Redner(in): Angela Merkel
Datum: 30.08.2007

Untertitel: am 30. August 2007 in Tokyo
Anrede: Sehr geehrter Herr Präsident Sugita, meine Damen und Herren,
Quelle (evtl. nicht mehr verfügbar): http://www.bundesregierung.de/nn_914560/Content/DE/Archiv16/Rede/2007/08/2007-08-30-rede-merkel-wirtschaftssymposium-nikkei,layoutVariant=Druckansicht.html


auch im Namen unserer gesamten Delegation, die aus Bundestagsabgeordneten, aus Mitarbeitern der Regierung und aus Vertretern der deutschen Wirtschaft besteht, möchte ich mich ganz herzlich dafür bedanken, dass wir heute bei Ihnen zu Gast sein können. Ich möchte mich auch im Namen der Journalisten bedanken, die ebenfalls in unserer Delegation sind. Wir sind natürlich sehr froh darüber, Herr Präsident Sugita, dass wir heute bei Ihnen, bei der Tageszeitung "Nikkei", zu Gast sein dürfen.
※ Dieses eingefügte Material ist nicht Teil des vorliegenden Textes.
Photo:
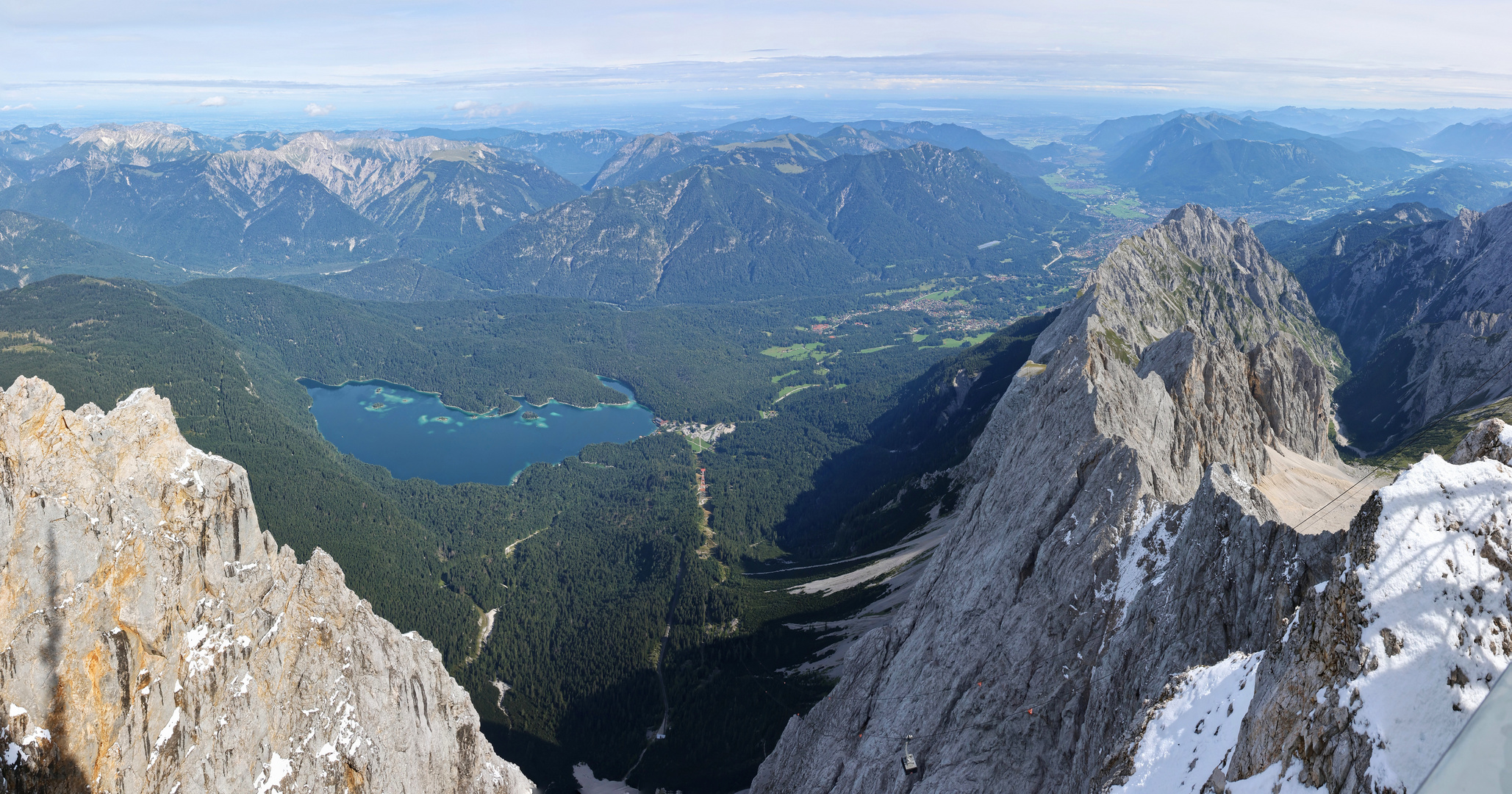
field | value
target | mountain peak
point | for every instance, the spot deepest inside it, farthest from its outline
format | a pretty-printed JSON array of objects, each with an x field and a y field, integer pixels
[
  {"x": 154, "y": 618},
  {"x": 1197, "y": 270}
]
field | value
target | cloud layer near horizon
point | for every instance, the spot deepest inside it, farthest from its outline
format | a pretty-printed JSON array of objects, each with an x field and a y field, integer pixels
[{"x": 475, "y": 60}]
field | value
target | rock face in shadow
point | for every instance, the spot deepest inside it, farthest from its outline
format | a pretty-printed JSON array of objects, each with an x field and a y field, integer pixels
[
  {"x": 1108, "y": 534},
  {"x": 1425, "y": 316},
  {"x": 157, "y": 640}
]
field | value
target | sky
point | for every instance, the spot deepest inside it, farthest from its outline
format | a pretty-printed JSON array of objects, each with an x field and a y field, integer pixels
[{"x": 330, "y": 64}]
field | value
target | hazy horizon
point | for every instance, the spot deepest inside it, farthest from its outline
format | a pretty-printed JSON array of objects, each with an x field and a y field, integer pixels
[{"x": 666, "y": 64}]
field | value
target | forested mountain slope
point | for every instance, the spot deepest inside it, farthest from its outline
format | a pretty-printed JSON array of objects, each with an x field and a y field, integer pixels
[
  {"x": 1313, "y": 250},
  {"x": 617, "y": 521},
  {"x": 1477, "y": 187},
  {"x": 140, "y": 661}
]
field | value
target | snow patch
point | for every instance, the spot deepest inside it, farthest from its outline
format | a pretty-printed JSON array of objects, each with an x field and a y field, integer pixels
[
  {"x": 1145, "y": 560},
  {"x": 1446, "y": 604},
  {"x": 274, "y": 772},
  {"x": 1195, "y": 731},
  {"x": 164, "y": 735}
]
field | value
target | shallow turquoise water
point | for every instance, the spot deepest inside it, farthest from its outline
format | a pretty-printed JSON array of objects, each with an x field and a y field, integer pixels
[{"x": 413, "y": 434}]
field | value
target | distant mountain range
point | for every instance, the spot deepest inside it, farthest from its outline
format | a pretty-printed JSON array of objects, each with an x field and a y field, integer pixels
[
  {"x": 1477, "y": 187},
  {"x": 35, "y": 248},
  {"x": 262, "y": 203},
  {"x": 739, "y": 230},
  {"x": 1225, "y": 161},
  {"x": 1419, "y": 301},
  {"x": 463, "y": 197},
  {"x": 1486, "y": 140}
]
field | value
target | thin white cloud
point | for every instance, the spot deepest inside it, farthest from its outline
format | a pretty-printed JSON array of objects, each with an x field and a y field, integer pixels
[{"x": 476, "y": 110}]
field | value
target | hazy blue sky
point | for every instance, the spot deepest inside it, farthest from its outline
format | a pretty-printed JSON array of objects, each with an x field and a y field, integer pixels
[{"x": 224, "y": 64}]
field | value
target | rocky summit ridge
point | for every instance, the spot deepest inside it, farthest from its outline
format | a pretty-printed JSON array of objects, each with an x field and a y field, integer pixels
[
  {"x": 154, "y": 639},
  {"x": 1121, "y": 522}
]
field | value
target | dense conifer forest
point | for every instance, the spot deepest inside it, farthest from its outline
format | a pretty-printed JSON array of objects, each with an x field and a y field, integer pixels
[{"x": 598, "y": 568}]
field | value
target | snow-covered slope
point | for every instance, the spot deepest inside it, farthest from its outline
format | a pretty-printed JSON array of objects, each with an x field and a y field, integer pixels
[{"x": 1386, "y": 661}]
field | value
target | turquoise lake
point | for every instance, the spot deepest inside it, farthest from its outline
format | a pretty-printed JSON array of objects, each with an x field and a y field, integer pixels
[{"x": 415, "y": 434}]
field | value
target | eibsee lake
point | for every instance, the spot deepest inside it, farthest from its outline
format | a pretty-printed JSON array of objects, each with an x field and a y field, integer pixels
[{"x": 415, "y": 434}]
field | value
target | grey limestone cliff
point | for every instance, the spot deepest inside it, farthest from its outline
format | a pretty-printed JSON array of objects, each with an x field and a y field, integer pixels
[
  {"x": 1118, "y": 525},
  {"x": 154, "y": 639},
  {"x": 1423, "y": 313}
]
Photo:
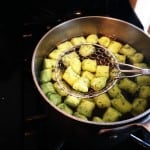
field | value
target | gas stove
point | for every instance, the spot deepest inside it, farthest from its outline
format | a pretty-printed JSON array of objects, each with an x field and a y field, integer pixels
[{"x": 26, "y": 123}]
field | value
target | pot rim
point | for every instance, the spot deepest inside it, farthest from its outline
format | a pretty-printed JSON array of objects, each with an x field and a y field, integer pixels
[{"x": 106, "y": 124}]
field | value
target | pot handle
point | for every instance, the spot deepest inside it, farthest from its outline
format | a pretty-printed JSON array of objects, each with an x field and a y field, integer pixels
[{"x": 133, "y": 126}]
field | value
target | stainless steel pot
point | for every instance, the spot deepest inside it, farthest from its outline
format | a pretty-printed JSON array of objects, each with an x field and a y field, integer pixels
[{"x": 119, "y": 29}]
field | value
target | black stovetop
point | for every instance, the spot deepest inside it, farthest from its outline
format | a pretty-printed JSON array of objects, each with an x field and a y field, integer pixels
[{"x": 25, "y": 123}]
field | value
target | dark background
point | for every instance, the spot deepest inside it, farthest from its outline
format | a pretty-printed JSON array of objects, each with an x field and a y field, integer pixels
[{"x": 33, "y": 16}]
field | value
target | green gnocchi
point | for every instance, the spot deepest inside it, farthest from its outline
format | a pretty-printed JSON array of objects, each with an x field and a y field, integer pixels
[{"x": 126, "y": 99}]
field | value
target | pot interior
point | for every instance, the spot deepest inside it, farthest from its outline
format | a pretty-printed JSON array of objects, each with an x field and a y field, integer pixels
[{"x": 111, "y": 27}]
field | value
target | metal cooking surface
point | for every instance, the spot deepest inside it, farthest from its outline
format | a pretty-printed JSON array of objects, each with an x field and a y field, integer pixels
[{"x": 25, "y": 123}]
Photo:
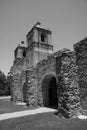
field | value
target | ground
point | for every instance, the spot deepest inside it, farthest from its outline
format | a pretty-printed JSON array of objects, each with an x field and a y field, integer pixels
[{"x": 45, "y": 121}]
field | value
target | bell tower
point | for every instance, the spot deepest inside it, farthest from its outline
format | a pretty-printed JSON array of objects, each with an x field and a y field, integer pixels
[{"x": 39, "y": 43}]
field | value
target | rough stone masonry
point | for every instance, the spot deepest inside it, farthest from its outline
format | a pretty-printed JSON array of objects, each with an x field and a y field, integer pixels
[{"x": 43, "y": 78}]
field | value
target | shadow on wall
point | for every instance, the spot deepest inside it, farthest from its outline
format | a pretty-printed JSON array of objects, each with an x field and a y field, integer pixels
[
  {"x": 49, "y": 91},
  {"x": 24, "y": 91}
]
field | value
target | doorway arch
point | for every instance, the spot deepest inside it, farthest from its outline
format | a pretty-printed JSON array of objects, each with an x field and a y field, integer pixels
[{"x": 49, "y": 91}]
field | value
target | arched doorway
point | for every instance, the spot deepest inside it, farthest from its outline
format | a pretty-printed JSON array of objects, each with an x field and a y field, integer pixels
[
  {"x": 49, "y": 92},
  {"x": 24, "y": 92}
]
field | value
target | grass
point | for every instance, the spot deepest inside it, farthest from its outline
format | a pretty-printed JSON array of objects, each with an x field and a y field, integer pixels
[
  {"x": 46, "y": 121},
  {"x": 7, "y": 107}
]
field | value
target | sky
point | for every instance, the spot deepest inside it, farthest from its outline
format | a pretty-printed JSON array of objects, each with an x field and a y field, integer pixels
[{"x": 67, "y": 19}]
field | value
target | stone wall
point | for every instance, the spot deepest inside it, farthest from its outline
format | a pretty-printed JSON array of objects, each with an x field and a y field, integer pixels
[
  {"x": 81, "y": 62},
  {"x": 68, "y": 89},
  {"x": 44, "y": 68},
  {"x": 16, "y": 90},
  {"x": 31, "y": 88}
]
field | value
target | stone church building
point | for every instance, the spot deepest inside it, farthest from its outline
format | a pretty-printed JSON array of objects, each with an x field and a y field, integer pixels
[{"x": 43, "y": 78}]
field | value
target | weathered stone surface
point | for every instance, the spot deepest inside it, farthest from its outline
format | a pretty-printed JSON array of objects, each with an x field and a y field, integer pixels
[
  {"x": 68, "y": 89},
  {"x": 16, "y": 89},
  {"x": 81, "y": 61},
  {"x": 58, "y": 80}
]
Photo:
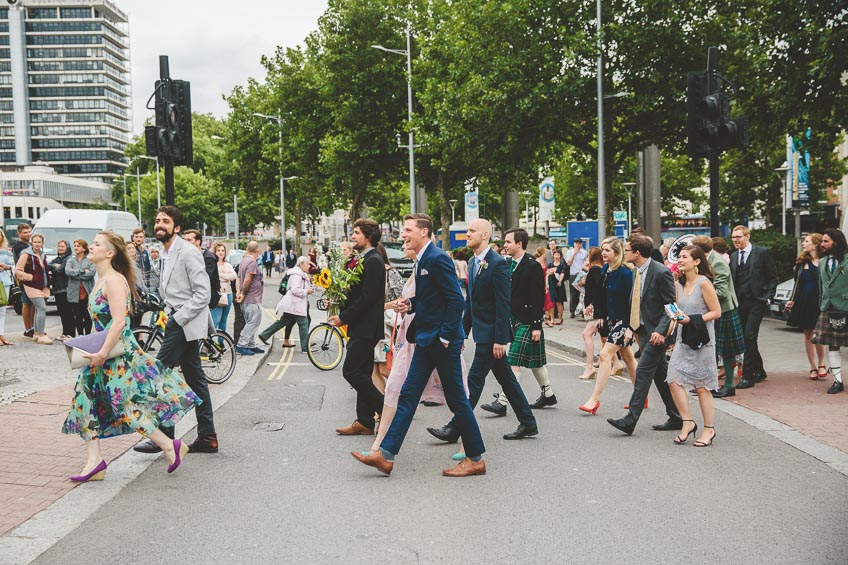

Wir alle wissen, dass eine breite Diskussion über unsere politischen Ziele und den Weg dorthin nicht möglich wäre, wenn wir nicht Medien hätten, die zur Verbreitung beitragen. Ich möchte mich deshalb in besonderer Weise bei Ihnen bedanken, aber auch bei den Vielen, die heute als Zuhörerinnen und Zuhörer hierher gekommen sind, um dieser Veranstaltung beizuwohnen.

Unsere beiden Länder gehören seit Jahrzehnten zu den größten und erfolgreichsten Marktwirtschaften der Welt. Wir haben unseren heutigen Wohlstand in unseren beiden Ländern, in der Bundesrepublik Deutschland und in Japan, nach der Katastrophe des Zweiten Weltkrieges sehr hart erarbeitet. Wir wissen, dass auch heute, am Anfang des 21. Jahrhunderts, der Wohlstand nicht einfach so zu erhalten sein wird, sondern dass wir unseren Wirtschaftsmotor immer wieder am Laufen halten müssen.

Deshalb ist es, auch wenn unsere beiden Länder im Augenblick ein besseres Wirtschaftswachstum haben, als es vor einigen Jahren der Fall war, ganz notwendig, dass wir uns öffnen und gemeinsam Projekte angehen. Ich habe heute bei einem vom Keidanren gegebenen Mittagessen mit Freude gesehen, dass unsere beiden Industrieverbände, der Bundesverband der Deutschen Industrie und der Keidanren, sehr intensiv zusammenarbeiten wollen und dies auch in einem Dokument niedergelegt haben, das mir heute übergeben wurde. Ich glaube, dies ist ein wichtiger Markstein auf dem Weg der deutsch-japanischen Zusammenarbeit. Denn wir sind uns einig, dass wir das Potenzial der wirtschaftlichen Zusammenarbeit, das es in unseren beiden Ländern gibt, noch nicht ausgeschöpft haben.

Ich will vielleicht auch darauf hinweisen, dass wir heute von den beiden Industrieverbänden darum gebeten wurden, uns dafür einzusetzen, dass zwischen der Europäischen Union und Japan eine engere Handelszusammenarbeit stattfindet, und zwar in dem Maße, dass wir versuchen, Handelshemmnisse zwischen unseren beiden Ländern abzubauen.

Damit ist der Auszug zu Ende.